473,387 Members | 1,379 Online
Bytes | Software Development & Data Engineering Community
Post Job

Home Posts Topics Members FAQ

Join Bytes to post your question to a community of 473,387 software developers and data experts.

Data Storage for news client

Hi all,

I'm writing a news client (mainly to test out CAB & ClickOnce!), and trying
to decide on what to use for the storage of messages etc.. SQL Express seems
like overkill (and is a hefty download for a < 1MB app!). Also, since there
could be thousands of messages (potentially binary), I'm not sure that
serializing my classes to disk would perform at all well.

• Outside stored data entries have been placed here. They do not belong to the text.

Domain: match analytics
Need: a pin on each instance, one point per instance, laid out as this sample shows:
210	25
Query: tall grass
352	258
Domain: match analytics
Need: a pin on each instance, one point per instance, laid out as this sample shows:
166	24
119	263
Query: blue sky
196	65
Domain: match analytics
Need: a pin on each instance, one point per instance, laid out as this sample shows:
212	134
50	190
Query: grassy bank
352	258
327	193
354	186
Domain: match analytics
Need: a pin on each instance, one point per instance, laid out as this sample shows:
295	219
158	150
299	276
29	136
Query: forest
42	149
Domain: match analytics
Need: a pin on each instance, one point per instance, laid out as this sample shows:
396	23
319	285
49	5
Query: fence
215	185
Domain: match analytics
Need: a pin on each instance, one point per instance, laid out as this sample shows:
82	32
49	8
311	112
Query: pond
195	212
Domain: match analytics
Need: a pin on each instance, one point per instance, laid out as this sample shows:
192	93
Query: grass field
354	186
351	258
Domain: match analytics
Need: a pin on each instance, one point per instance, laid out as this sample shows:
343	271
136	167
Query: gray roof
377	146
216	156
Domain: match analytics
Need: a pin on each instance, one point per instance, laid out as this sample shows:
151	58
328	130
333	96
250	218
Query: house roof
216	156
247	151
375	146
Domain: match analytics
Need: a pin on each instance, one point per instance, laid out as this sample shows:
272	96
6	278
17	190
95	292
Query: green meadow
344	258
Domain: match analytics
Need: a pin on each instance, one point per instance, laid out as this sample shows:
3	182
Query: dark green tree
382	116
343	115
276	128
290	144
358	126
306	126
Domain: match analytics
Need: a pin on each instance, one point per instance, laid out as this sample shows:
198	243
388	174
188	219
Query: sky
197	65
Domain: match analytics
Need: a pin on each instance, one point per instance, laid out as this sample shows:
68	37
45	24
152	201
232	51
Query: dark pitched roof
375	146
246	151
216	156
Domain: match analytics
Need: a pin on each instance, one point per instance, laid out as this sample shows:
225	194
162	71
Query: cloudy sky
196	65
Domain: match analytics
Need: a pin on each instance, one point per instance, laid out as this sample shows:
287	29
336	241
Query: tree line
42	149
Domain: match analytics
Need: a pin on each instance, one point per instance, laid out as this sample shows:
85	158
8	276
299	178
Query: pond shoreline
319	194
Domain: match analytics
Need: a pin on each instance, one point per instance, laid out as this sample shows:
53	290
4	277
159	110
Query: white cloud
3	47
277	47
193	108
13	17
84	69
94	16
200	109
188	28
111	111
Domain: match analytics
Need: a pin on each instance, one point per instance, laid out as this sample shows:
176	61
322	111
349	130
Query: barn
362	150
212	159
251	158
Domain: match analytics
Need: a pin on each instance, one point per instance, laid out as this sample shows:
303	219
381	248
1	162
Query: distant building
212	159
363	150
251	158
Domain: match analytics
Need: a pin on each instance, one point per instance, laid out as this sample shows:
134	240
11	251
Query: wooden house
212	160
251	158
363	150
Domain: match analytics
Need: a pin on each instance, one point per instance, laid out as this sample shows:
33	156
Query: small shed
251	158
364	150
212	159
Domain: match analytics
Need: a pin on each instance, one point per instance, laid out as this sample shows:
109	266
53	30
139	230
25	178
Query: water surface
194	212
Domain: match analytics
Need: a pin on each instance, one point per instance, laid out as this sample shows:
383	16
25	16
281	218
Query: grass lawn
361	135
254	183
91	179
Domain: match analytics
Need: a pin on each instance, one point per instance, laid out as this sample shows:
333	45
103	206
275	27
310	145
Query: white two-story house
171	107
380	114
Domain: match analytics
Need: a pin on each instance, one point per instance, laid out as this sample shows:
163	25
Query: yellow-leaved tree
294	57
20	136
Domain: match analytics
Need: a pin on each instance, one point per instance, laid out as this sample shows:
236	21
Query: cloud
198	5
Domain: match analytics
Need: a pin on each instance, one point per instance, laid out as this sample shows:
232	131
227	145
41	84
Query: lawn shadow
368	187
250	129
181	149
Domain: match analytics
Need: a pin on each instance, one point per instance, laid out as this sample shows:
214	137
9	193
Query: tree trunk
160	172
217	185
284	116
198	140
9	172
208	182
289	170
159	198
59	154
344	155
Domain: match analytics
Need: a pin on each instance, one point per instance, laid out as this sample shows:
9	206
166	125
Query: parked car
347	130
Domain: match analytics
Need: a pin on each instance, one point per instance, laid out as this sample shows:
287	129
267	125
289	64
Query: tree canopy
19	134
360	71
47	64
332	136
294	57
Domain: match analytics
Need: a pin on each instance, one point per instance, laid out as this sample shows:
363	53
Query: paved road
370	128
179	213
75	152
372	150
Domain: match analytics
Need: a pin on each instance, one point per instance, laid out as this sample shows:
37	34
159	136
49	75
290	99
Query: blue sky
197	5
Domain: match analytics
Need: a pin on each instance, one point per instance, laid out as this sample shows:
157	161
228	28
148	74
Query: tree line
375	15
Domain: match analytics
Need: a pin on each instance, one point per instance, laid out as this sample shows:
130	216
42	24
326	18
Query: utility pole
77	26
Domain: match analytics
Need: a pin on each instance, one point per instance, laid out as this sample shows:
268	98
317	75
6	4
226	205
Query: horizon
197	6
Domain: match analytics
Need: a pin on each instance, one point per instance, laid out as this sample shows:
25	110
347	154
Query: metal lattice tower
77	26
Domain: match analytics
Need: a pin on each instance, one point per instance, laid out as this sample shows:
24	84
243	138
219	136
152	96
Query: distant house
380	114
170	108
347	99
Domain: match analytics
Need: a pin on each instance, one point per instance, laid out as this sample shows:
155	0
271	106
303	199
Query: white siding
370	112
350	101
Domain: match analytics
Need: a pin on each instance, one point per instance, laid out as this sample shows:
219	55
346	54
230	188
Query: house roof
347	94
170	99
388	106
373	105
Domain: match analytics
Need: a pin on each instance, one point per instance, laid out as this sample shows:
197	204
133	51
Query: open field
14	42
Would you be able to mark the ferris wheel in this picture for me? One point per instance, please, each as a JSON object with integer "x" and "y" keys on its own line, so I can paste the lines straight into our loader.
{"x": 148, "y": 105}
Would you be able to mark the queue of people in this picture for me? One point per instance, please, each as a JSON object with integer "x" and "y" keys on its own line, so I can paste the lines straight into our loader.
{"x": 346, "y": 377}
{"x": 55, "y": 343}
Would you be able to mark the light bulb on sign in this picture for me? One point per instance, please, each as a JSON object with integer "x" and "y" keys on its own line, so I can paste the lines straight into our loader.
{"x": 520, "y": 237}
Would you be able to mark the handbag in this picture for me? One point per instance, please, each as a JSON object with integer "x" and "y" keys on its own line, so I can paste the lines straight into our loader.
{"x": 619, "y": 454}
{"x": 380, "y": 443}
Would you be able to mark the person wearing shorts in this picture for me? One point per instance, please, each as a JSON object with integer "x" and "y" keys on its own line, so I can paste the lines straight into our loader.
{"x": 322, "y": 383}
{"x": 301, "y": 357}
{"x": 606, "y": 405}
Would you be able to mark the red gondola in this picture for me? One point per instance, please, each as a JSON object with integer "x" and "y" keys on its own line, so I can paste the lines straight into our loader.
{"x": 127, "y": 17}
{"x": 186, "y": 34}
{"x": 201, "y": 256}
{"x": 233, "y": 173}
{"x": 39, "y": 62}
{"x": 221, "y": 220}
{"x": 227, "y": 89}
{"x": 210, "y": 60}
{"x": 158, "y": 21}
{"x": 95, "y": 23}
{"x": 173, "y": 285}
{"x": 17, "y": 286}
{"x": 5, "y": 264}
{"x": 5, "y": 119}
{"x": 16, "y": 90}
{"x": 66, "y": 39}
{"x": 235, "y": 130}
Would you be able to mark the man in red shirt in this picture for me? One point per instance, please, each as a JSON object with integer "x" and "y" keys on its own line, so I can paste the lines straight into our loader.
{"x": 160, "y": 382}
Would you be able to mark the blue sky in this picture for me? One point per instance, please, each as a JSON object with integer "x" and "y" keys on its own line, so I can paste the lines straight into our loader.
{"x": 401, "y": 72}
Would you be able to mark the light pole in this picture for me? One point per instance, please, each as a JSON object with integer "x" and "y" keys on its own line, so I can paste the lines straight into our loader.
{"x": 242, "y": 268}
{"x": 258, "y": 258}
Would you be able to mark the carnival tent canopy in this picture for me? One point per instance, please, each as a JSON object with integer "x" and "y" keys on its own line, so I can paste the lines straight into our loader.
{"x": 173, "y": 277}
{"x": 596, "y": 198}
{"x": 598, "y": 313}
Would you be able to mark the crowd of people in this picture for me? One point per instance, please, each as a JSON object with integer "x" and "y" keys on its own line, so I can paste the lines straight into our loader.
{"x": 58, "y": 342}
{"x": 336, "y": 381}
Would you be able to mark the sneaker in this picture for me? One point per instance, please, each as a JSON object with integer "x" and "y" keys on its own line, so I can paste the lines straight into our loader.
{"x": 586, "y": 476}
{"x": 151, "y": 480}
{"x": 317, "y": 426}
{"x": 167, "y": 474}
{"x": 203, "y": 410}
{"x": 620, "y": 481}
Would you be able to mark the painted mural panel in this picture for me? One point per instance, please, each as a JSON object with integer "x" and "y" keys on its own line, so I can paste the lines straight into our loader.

What would other people use for a small app like this? And why?

Thanks,
Nov 17 '05 #1
6 1454
I would simply store them sequentially in a single file and then create an
index file which has some header information (perhaps subject, author, date,
etc) and an offset to the message's text in the main file. Similar to my
response to the message just a bit earlier under "squeeze few image file
into on binary file"

You could also compress the text prior to storing it in the single file
(using SharpZipLib or 7Zip or something). I suspect it would compress well,
even messages with uuencoded or yenc encoded binaries.

I actually need to integrate a newsreader, at some point, into an app I'm
writing and I suspect this is the direction I'll take.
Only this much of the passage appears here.